The Denver Post’s Sunday perspective page features Independence Institute president Jon Caldara and health care policy center director Linda Gorman laying out the case for Amendment 63, the “Right to Health Care Choice” citizens’ amendment. Jon and Linda write that “Washington went too far when it passed health care reform this year.”
It is worth noting that the majority of funding for the campaign against Amendment 63 and health care choice in Colorado comes from big union, monied interests in Washington D.C.; $65,000 from the Service Employees International Union, $15,000 from the AFL-CIO and $65,000 from the National Education Association.
In addition, beneficiaries of forcing people to buy health insurance products from large corporations that they may neither want, nor be able to afford, also oppose health care choice in Colorado. The advocates of massive corporate-welfare schemes like Obama Care includes the Colorado Medical Society and the Colorado Hospital Association. Add in the fact that some establishment media has editorialized against health care choice (though pro-liberty, pro-freedom media like the Colorado Springs Gazette says Amendment 63 “protects our freedom”) and it becomes obvious that Amendment 63 is a clear line in the sand between the dictates and desires of a big-government political class in Washington and its takings coalition cronies and their enablers in Colorado, against the rest of us.
So here is the Caldara and Gorman piece in its entirety. And remember, if you can read this, you are the resistance.
Stop D.C. Yes on 63.
Washington went too far when it passed health care reform this year. While the voters of Colorado can’t change federal law, we can amend Colorado’s constitutional Bill of Rights to guarantee a right to health care choice and to stand up to D.C.
Amendment 63 — the Health Care Choice Amendment — makes certain that state officials cannot force you to buy a health insurance product you do not want, from a large corporation that you may not like, at a price that you may not be able to afford.
The amendment does three clear and unambiguous things:
• It guarantees that the state of Colorado cannot force you to participate in a health plan against your will.
• It guarantees that you have the right to spend your own money on lawful health care.
• It prevents the state from using your tax money to enforce federal laws that interfere with these rights. In this, Amendment 63 sends a strong message to politicians in Washington, D.C.
There are three reasons why the Colorado Constitution needs to be amended to protect your rights.
First, it is wrong for government to mandate that people buy a product simply because they are alive. Even mandates to buy car insurance apply only if you own a car and drive it on public roads.
Health insurance mandates require that you buy health services before you buy anything else, whether you want to or not. Food, housing, clothing and transportation all come second. Mandates raise the cost of health care by forcing you to use health insurance to pay for routine health care expenses.
Amendment 63 lowers health care costs by outlawing mandates. Coloradans already know that they can reduce their overall health care bill by buying health insurance policies that have higher deductibles and by paying cash for routine services. Everyone saves money when you pay your doctor directly rather than making him submit a bill to a bureaucratic insurance company.
For example, the cash price for a mammogram at one Denver provider was $135. It was $235 when billed to an insurance company.
People who oppose Amendment 63 claim that health insurance mandates somehow lower health costs. They say mandates reduce costs by forcing people into the insurance pool at gunpoint.
Data from the Colorado Blue Ribbon Commission on Health Care Reform show they are wrong. It found that for 2007, the estimated cost of uncompensated care for the uninsured in Colorado was $85 per insured person per year. The commission found that forcing everyone into the insurance pool would require an additional $3 billion a year in state spending because people who couldn’t afford mandated health insurance would have to be given taxpayer-funded subsidies so that they could buy it.

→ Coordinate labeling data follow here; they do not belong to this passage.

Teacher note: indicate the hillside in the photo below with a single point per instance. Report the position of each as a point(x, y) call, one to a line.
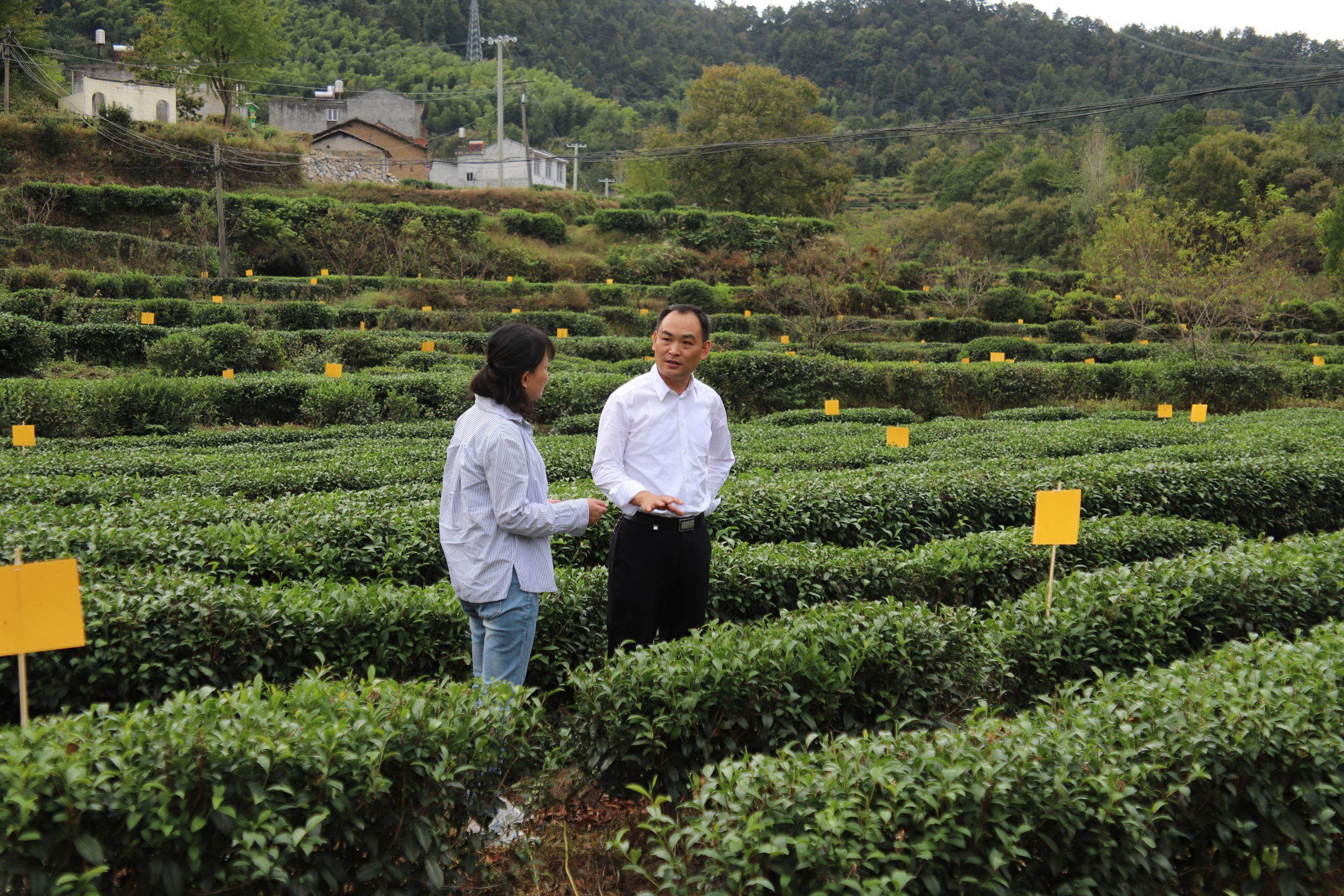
point(882, 60)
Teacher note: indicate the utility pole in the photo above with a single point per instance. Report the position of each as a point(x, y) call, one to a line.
point(499, 104)
point(9, 37)
point(527, 147)
point(220, 211)
point(577, 148)
point(474, 33)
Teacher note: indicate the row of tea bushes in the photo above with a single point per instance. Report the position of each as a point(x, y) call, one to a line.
point(327, 785)
point(158, 630)
point(671, 708)
point(1215, 775)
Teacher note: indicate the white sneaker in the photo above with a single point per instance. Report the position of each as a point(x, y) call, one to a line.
point(507, 825)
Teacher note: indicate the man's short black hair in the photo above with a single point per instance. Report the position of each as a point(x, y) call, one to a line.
point(686, 310)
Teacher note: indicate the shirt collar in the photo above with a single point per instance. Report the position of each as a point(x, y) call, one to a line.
point(491, 406)
point(663, 390)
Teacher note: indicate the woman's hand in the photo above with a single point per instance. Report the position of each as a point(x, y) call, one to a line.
point(596, 511)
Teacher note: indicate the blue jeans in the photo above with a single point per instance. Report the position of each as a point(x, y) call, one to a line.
point(502, 634)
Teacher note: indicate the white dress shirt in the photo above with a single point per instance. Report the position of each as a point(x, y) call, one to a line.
point(494, 517)
point(654, 440)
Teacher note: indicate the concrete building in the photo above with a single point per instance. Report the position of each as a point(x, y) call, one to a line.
point(103, 84)
point(479, 167)
point(379, 107)
point(394, 152)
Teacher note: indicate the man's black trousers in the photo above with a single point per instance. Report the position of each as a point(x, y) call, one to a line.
point(659, 583)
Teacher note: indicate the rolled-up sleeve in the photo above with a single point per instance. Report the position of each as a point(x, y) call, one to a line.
point(504, 461)
point(609, 458)
point(721, 453)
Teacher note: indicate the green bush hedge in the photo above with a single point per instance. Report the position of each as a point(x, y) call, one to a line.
point(322, 786)
point(1215, 775)
point(163, 630)
point(670, 708)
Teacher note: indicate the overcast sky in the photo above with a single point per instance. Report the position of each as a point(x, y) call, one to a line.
point(1319, 19)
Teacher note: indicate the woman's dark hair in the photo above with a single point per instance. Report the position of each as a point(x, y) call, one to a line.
point(513, 350)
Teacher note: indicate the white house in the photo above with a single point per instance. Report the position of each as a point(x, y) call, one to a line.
point(479, 167)
point(146, 101)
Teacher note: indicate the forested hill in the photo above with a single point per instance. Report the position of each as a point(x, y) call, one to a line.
point(883, 58)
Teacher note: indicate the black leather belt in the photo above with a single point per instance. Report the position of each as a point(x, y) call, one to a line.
point(668, 523)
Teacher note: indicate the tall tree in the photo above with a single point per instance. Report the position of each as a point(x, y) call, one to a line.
point(754, 103)
point(229, 39)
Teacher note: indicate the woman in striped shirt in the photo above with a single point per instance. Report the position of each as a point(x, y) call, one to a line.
point(495, 519)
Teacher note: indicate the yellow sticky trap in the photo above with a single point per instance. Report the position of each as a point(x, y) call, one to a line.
point(39, 607)
point(1057, 516)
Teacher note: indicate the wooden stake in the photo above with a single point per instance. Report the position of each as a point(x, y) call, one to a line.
point(1050, 582)
point(23, 664)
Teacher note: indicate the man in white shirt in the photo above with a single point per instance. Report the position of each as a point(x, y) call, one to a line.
point(663, 453)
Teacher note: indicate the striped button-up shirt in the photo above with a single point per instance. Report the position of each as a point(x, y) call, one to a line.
point(495, 517)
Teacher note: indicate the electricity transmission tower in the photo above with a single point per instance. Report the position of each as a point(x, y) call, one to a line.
point(474, 33)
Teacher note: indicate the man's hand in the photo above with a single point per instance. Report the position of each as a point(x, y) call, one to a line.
point(650, 503)
point(596, 511)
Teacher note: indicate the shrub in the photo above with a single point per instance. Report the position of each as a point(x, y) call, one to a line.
point(340, 401)
point(577, 425)
point(25, 345)
point(1017, 349)
point(1038, 414)
point(1214, 775)
point(670, 708)
point(1065, 331)
point(238, 790)
point(543, 226)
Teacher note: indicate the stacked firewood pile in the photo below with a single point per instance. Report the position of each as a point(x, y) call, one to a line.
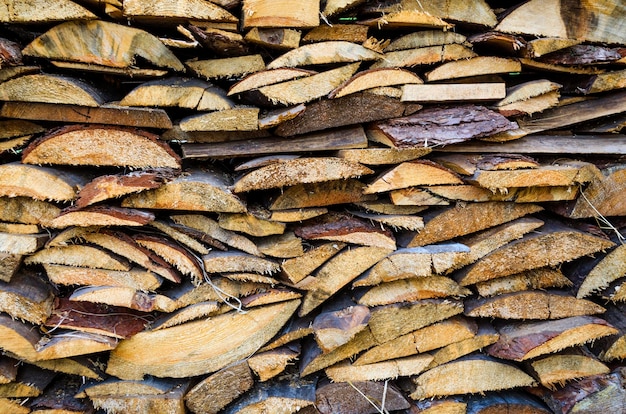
point(342, 206)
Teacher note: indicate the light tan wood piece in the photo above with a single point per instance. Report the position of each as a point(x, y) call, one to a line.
point(101, 43)
point(475, 374)
point(193, 348)
point(51, 88)
point(204, 189)
point(168, 9)
point(324, 53)
point(98, 146)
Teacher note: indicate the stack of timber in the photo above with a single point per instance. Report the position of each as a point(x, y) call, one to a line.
point(335, 206)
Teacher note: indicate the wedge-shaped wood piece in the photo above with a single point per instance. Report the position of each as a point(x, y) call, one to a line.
point(325, 193)
point(443, 224)
point(124, 245)
point(277, 38)
point(67, 346)
point(567, 366)
point(602, 391)
point(407, 263)
point(412, 289)
point(335, 139)
point(546, 175)
point(192, 348)
point(297, 268)
point(476, 374)
point(39, 183)
point(453, 92)
point(353, 109)
point(233, 261)
point(102, 43)
point(110, 114)
point(413, 173)
point(541, 278)
point(400, 367)
point(106, 187)
point(211, 228)
point(476, 66)
point(433, 126)
point(335, 327)
point(26, 297)
point(484, 242)
point(30, 382)
point(197, 190)
point(235, 119)
point(136, 278)
point(261, 13)
point(21, 244)
point(608, 269)
point(101, 319)
point(52, 89)
point(189, 9)
point(347, 398)
point(268, 77)
point(391, 321)
point(346, 228)
point(43, 11)
point(178, 92)
point(485, 336)
point(233, 67)
point(100, 146)
point(531, 305)
point(307, 89)
point(595, 23)
point(324, 53)
point(124, 297)
point(102, 215)
point(522, 341)
point(216, 391)
point(551, 245)
point(299, 171)
point(425, 38)
point(422, 340)
point(78, 255)
point(287, 394)
point(337, 272)
point(373, 78)
point(422, 56)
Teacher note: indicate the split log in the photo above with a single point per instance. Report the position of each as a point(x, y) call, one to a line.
point(356, 108)
point(472, 374)
point(432, 127)
point(522, 341)
point(324, 53)
point(51, 89)
point(428, 338)
point(101, 43)
point(204, 190)
point(219, 389)
point(584, 22)
point(550, 246)
point(531, 305)
point(40, 183)
point(104, 114)
point(443, 224)
point(347, 398)
point(307, 170)
point(96, 146)
point(192, 347)
point(261, 13)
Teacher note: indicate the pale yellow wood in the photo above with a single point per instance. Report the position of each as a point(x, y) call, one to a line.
point(199, 347)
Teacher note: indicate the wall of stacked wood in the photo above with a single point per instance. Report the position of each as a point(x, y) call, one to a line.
point(338, 207)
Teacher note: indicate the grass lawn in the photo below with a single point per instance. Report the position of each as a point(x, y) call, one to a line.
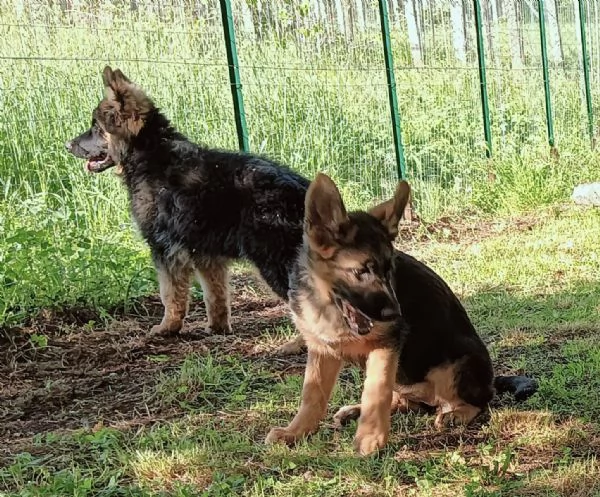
point(92, 407)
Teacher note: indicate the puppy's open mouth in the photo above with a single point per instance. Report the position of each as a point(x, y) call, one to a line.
point(99, 164)
point(357, 320)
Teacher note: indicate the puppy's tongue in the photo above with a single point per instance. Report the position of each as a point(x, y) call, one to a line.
point(357, 321)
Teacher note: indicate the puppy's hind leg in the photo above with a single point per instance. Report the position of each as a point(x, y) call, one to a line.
point(213, 275)
point(174, 282)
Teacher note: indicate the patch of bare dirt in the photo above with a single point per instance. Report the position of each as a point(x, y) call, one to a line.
point(464, 229)
point(90, 371)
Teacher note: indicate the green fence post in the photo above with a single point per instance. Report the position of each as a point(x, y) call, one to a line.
point(549, 122)
point(586, 72)
point(391, 81)
point(234, 76)
point(487, 130)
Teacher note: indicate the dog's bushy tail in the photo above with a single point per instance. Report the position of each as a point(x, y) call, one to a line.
point(521, 387)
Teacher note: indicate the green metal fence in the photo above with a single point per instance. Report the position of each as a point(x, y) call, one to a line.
point(321, 89)
point(460, 96)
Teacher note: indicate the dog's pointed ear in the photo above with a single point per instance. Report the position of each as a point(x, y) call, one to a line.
point(119, 77)
point(324, 215)
point(390, 212)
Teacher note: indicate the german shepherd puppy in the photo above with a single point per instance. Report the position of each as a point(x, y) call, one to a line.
point(354, 298)
point(197, 208)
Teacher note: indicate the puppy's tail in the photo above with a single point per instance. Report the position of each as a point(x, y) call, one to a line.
point(522, 387)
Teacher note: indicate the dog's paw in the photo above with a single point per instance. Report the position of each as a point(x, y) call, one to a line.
point(345, 415)
point(162, 329)
point(293, 347)
point(368, 443)
point(280, 435)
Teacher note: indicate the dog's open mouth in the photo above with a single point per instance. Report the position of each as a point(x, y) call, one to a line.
point(99, 164)
point(357, 320)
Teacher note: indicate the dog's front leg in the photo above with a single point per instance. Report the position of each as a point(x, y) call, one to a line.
point(375, 417)
point(214, 278)
point(319, 378)
point(174, 281)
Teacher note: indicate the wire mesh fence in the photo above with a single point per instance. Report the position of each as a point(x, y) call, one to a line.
point(313, 78)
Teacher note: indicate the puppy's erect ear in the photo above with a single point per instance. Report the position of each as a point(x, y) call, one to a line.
point(107, 76)
point(114, 79)
point(389, 213)
point(132, 103)
point(324, 215)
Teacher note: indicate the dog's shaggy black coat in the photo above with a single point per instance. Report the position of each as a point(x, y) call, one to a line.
point(197, 208)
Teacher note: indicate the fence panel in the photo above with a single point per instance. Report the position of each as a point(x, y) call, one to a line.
point(315, 91)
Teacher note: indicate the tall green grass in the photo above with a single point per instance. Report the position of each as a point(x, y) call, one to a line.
point(66, 236)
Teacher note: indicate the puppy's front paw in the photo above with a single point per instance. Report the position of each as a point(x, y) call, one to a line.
point(292, 347)
point(345, 415)
point(218, 329)
point(281, 435)
point(368, 443)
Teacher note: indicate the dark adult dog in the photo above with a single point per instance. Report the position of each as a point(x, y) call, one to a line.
point(353, 297)
point(197, 208)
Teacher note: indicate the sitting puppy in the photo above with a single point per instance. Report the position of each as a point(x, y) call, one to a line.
point(354, 298)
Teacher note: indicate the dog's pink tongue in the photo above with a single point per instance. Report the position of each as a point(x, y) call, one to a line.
point(356, 320)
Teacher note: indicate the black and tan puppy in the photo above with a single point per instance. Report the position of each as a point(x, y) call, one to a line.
point(354, 298)
point(198, 208)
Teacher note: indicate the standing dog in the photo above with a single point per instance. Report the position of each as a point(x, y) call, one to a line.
point(354, 298)
point(197, 208)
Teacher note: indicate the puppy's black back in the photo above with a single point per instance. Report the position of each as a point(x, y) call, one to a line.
point(440, 332)
point(217, 203)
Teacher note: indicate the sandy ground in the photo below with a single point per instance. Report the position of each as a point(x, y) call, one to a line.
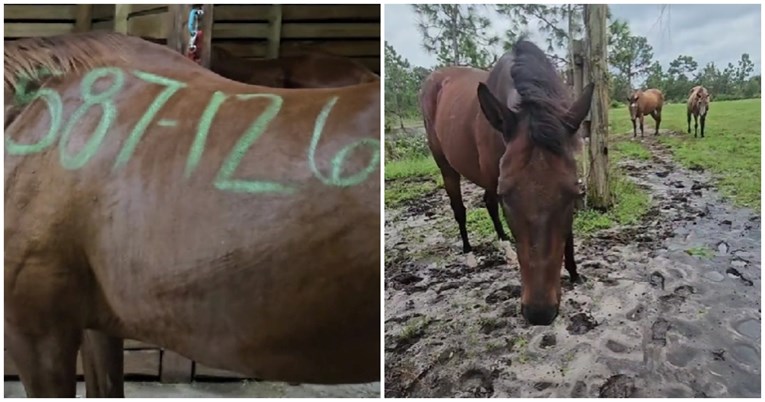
point(650, 320)
point(244, 389)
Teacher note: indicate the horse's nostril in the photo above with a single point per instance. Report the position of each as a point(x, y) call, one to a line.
point(538, 314)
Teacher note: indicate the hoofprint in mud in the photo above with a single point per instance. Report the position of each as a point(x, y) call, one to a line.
point(657, 316)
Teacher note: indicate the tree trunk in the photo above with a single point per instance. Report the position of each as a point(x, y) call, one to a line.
point(455, 35)
point(598, 191)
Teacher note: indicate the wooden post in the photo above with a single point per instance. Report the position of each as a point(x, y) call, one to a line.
point(178, 34)
point(274, 31)
point(598, 191)
point(84, 20)
point(121, 13)
point(206, 25)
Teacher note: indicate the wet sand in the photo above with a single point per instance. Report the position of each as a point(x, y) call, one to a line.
point(650, 320)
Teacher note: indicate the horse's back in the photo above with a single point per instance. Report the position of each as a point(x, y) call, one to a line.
point(454, 124)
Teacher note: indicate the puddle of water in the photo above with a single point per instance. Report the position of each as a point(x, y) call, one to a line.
point(649, 315)
point(749, 328)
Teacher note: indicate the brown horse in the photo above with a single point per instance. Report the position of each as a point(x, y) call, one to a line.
point(302, 70)
point(149, 198)
point(642, 103)
point(698, 106)
point(515, 138)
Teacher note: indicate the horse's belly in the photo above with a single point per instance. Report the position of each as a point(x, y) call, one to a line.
point(249, 294)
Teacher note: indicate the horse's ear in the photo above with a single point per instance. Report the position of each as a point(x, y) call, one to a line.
point(578, 111)
point(499, 116)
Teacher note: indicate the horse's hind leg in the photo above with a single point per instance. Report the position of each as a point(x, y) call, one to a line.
point(102, 361)
point(452, 185)
point(656, 114)
point(492, 205)
point(46, 363)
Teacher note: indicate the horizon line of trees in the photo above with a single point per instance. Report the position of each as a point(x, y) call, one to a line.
point(460, 35)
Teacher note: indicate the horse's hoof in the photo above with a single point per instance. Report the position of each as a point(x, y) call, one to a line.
point(577, 279)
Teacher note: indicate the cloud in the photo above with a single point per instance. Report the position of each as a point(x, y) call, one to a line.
point(708, 33)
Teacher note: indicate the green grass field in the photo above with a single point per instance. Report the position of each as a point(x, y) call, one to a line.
point(730, 151)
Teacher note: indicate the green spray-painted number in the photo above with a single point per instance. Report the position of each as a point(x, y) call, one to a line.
point(339, 160)
point(198, 146)
point(223, 181)
point(55, 107)
point(173, 86)
point(108, 116)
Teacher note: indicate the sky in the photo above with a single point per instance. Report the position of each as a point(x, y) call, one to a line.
point(707, 32)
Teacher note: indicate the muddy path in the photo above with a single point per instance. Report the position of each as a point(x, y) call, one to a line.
point(669, 308)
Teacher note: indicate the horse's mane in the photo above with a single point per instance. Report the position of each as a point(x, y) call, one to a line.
point(543, 96)
point(35, 59)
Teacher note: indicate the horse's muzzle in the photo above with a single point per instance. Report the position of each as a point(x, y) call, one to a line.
point(539, 315)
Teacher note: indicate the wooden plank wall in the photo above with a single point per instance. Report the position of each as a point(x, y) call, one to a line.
point(351, 30)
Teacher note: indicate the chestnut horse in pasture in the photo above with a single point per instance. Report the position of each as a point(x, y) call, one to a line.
point(641, 103)
point(301, 70)
point(148, 198)
point(698, 106)
point(513, 132)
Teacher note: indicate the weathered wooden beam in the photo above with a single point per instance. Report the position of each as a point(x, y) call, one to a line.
point(84, 20)
point(121, 14)
point(178, 32)
point(206, 25)
point(598, 191)
point(274, 31)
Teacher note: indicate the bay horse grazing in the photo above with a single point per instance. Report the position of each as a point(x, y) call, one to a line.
point(698, 106)
point(301, 70)
point(148, 198)
point(642, 103)
point(516, 138)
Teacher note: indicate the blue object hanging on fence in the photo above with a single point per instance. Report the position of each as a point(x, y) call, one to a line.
point(193, 22)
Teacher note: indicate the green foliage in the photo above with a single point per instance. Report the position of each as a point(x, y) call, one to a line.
point(730, 149)
point(456, 34)
point(402, 83)
point(630, 55)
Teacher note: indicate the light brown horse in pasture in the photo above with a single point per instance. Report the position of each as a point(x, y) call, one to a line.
point(149, 198)
point(515, 137)
point(642, 103)
point(301, 70)
point(698, 106)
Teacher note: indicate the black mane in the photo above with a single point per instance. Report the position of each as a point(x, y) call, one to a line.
point(543, 96)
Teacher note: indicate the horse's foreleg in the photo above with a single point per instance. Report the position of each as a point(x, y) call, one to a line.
point(569, 258)
point(634, 128)
point(102, 360)
point(46, 363)
point(492, 205)
point(703, 123)
point(695, 125)
point(452, 186)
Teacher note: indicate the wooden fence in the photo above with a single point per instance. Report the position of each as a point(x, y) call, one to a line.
point(249, 31)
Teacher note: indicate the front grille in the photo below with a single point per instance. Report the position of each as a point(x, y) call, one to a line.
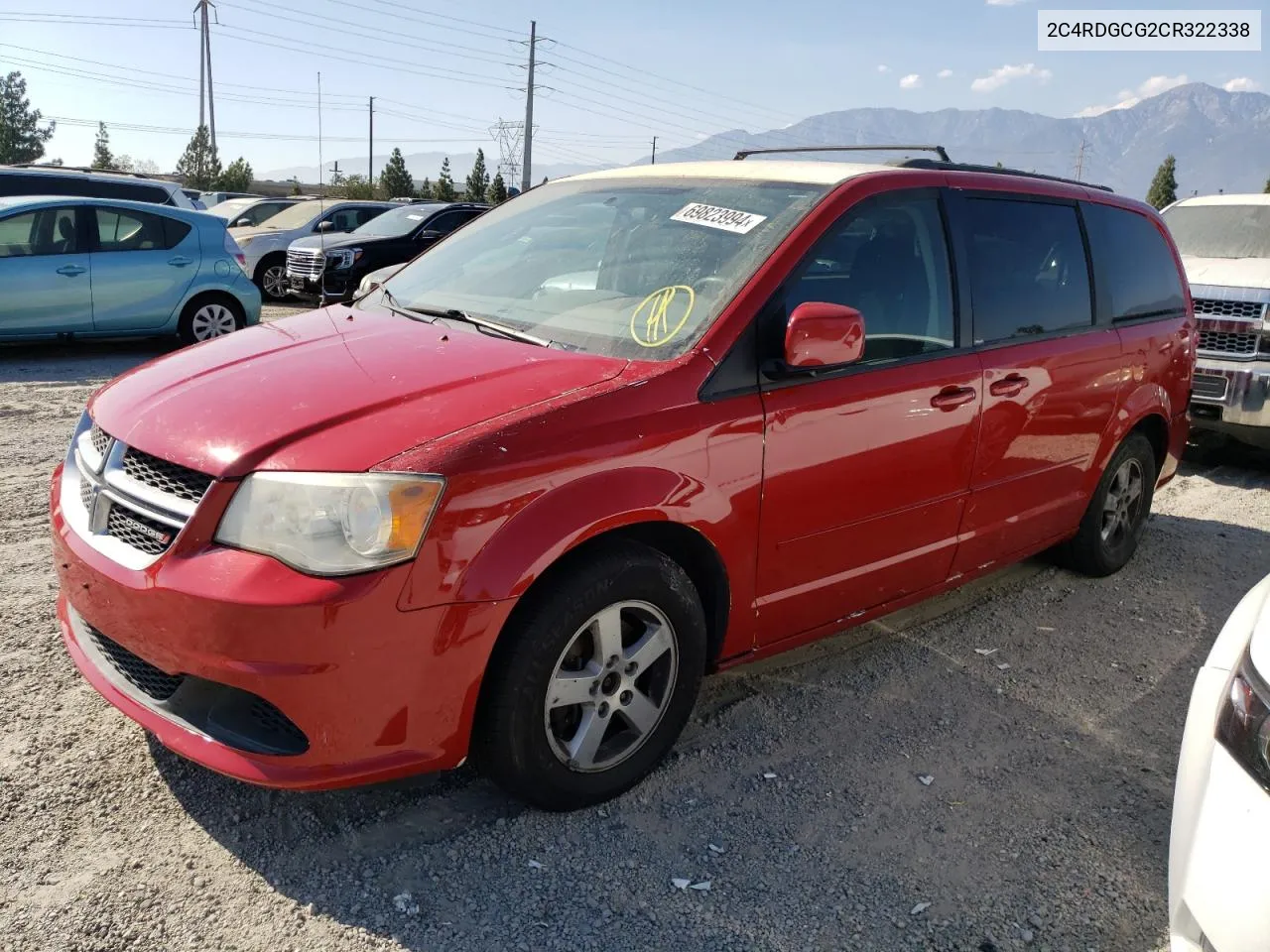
point(136, 670)
point(167, 477)
point(304, 264)
point(1216, 307)
point(1216, 341)
point(1207, 386)
point(135, 530)
point(100, 439)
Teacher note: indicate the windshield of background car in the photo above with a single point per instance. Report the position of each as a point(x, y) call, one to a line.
point(296, 216)
point(1220, 230)
point(395, 222)
point(634, 268)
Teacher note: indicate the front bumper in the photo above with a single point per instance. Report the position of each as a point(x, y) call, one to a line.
point(1220, 832)
point(263, 656)
point(1232, 398)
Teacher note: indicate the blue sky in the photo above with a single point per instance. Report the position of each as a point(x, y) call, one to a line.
point(613, 75)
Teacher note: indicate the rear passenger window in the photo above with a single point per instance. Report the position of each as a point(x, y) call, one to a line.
point(1137, 271)
point(119, 230)
point(1028, 270)
point(888, 259)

With mandates, your premium costs would fall by $85 per insured person, but your taxes would go up by $1,071 per insured person.
Second, Amendment 63 would stop a future state legislature from doing what Massachusetts did: making it illegal to buy the insurance you want, and forcing you to buy the insurance that a group of bureaucratic elitists say you should have. Even better, it stops a future legislature from doing what Canadian provinces did: taking over all health care and forcing everyone to buy health care from the state government at whatever price it dictates.
Under Amendment 63, the Colorado legislature can set up voluntary public health plans just like it does now (63 does not affect voluntary programs such as Medicaid, CHP+, and Medicare).
Third, Amendment 63 protects your right to spend your own money on the health care that you want or need. You can do this in Colorado now, but what will politicians do to you in the future? In most of Canada, doctors are prohibited from accepting patients’ money for covered health services. Amendment 63 guarantees you will always have the right to purchase health care from a willing provider.
Under 63, Colorado will become a safe haven for private health care providers, clinics, hospitals and alternative medicine. And that means jobs, and economic development, along with health care choice.
For us, the rights protected by Amendment 63 are literally a matter of life or death. Jon Caldara’s son, Chance, is a special needs child. He has endured 10 operations in six years of life. He is alive because he had timely access to advanced medical care. Without Amendment 63’s constitutional protections, future bureaucrats could place the medical care that Chance needs far beyond his reach.